Many people are unaware that a prisoner who is incarcerated by the State of Michigan is required to reimburse the State for the cost of his stay. The State Correctional Facility Reimbursement Act gives the State the right to take up to 90% percent of the value of a prisoner’s assets in order to reimburse the taxpayers. The prisoner is allowed to keep a home up to $50,000 in value and to keep the money saved by the prisoner from the wages and bonsues paid while he was incarcerated. In addition, a Court must consider the prisoner’s legal obligations to support a spouse, minor children or other dependents, before allowing the State to take the prisoner’s assets.

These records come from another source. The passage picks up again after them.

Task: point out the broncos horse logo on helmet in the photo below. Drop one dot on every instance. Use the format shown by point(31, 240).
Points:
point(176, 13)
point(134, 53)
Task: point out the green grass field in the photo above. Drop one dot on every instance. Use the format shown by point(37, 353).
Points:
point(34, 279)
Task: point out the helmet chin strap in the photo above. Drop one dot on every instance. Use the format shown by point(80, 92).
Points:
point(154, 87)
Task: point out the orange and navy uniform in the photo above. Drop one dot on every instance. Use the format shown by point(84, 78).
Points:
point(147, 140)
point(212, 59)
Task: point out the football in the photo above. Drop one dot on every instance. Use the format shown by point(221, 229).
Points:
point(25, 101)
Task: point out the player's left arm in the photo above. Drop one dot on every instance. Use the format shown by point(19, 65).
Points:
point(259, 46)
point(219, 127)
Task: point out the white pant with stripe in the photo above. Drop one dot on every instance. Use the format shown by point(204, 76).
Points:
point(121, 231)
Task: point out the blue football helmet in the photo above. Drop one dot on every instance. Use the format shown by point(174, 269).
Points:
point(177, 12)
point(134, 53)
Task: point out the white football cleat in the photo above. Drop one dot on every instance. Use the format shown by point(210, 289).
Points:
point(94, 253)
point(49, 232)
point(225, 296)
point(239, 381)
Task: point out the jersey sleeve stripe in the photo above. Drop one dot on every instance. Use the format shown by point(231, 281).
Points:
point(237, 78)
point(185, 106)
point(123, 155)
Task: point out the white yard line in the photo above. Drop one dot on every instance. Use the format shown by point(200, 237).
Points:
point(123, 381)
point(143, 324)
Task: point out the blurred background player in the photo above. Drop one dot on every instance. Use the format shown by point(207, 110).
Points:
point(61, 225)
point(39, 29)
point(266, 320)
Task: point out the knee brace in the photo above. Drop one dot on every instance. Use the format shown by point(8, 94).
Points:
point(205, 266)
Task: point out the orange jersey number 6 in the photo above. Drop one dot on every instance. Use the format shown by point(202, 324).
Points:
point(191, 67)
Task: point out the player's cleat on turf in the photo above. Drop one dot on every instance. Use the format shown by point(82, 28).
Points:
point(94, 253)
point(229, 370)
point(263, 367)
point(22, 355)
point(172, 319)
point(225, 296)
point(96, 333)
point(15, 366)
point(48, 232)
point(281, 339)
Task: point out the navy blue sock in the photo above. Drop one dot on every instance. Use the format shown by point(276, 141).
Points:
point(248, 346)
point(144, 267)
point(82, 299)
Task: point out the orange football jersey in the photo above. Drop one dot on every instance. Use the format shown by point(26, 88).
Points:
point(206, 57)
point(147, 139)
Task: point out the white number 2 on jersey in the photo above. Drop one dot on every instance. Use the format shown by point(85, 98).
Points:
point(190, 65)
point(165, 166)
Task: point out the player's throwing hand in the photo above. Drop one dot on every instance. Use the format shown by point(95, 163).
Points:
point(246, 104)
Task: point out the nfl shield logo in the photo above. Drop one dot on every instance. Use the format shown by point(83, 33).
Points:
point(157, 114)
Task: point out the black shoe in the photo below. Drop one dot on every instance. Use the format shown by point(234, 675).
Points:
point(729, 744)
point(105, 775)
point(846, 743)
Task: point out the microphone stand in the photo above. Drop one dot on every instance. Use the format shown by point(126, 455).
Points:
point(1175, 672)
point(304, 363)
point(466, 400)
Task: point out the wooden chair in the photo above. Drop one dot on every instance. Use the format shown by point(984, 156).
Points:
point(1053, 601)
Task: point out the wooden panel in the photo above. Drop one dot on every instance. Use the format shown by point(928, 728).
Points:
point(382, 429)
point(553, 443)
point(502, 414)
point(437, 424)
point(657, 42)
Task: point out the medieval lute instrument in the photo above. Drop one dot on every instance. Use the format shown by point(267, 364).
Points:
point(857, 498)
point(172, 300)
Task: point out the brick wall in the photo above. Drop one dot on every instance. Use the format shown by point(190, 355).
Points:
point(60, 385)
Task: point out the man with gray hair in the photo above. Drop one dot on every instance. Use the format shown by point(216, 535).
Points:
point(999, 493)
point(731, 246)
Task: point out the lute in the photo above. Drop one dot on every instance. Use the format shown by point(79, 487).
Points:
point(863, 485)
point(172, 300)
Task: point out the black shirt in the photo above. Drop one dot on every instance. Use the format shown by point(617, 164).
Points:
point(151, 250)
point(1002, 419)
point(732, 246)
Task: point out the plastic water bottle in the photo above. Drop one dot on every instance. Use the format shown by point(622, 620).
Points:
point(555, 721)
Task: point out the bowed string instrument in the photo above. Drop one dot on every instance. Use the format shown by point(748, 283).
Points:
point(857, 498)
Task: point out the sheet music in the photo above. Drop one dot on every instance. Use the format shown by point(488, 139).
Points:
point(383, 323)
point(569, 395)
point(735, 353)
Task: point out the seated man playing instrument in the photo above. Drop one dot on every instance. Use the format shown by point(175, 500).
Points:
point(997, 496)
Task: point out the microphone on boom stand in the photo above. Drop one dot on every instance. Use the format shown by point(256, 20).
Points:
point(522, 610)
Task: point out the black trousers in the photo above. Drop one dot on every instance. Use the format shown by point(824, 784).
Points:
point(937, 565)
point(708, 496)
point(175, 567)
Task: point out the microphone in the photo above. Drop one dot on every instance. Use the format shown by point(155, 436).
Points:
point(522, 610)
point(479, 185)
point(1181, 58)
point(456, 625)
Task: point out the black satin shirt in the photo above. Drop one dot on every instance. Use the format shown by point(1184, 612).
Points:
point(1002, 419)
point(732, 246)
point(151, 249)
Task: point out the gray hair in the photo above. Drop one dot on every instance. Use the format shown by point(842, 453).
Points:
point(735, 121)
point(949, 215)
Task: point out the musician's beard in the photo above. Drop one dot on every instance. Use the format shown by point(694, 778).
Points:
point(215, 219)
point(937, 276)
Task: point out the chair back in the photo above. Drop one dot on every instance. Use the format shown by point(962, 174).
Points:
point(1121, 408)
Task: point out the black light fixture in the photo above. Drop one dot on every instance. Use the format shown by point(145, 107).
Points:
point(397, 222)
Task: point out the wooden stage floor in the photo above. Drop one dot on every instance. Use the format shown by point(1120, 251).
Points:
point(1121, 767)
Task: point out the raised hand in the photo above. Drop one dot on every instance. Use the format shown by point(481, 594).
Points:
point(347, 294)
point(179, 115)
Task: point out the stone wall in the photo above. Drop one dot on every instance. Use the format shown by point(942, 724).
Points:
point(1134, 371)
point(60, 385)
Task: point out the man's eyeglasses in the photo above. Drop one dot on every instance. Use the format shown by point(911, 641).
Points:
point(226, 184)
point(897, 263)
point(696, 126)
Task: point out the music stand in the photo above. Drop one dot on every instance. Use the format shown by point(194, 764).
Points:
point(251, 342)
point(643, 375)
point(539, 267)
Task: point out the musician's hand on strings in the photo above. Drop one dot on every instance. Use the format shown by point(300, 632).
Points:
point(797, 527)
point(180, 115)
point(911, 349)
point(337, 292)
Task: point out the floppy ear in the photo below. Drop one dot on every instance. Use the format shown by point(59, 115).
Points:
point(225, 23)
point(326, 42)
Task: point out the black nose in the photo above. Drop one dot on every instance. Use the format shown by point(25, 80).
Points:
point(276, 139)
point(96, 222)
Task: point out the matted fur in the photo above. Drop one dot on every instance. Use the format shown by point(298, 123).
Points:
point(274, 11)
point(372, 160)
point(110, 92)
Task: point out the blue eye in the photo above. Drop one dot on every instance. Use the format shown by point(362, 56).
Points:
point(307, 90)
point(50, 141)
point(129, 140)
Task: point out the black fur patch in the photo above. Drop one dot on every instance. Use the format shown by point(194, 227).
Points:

Disclaiming Assets Does Not Work

It is common for this issue to arise when a prisoner is set to inherit money or be paid a settlement. Often, the prisoner will try to “disclaim” the assets, or say “no” to receiving the payment, so that the State cannot get reimbursed. In the recent case of State Treasurer v. Snyder (decided on November 29, 2011), the Michigan Court of Appeals made clear that a prisoner’s “assets” include property that is DUE to a prisoner. In that case, the prisoner was the beneficiary on his mother’s life insurance policy. So, the moment that his mother died, the prisoner was DUE the life insurance money. The Court ruled that it was irrelevant that the prisoner tried to stop the funds from being paid to him. The moment the funds were DUE, the State had a right to 90% of the life insurance proceeds.

The same result would be true if the prisoner was an heir under a will or trust. Unless the documents make clear that the inheritance is not DUE to the prisoner, then the inheritance will be used to reimburse the State of Michigan.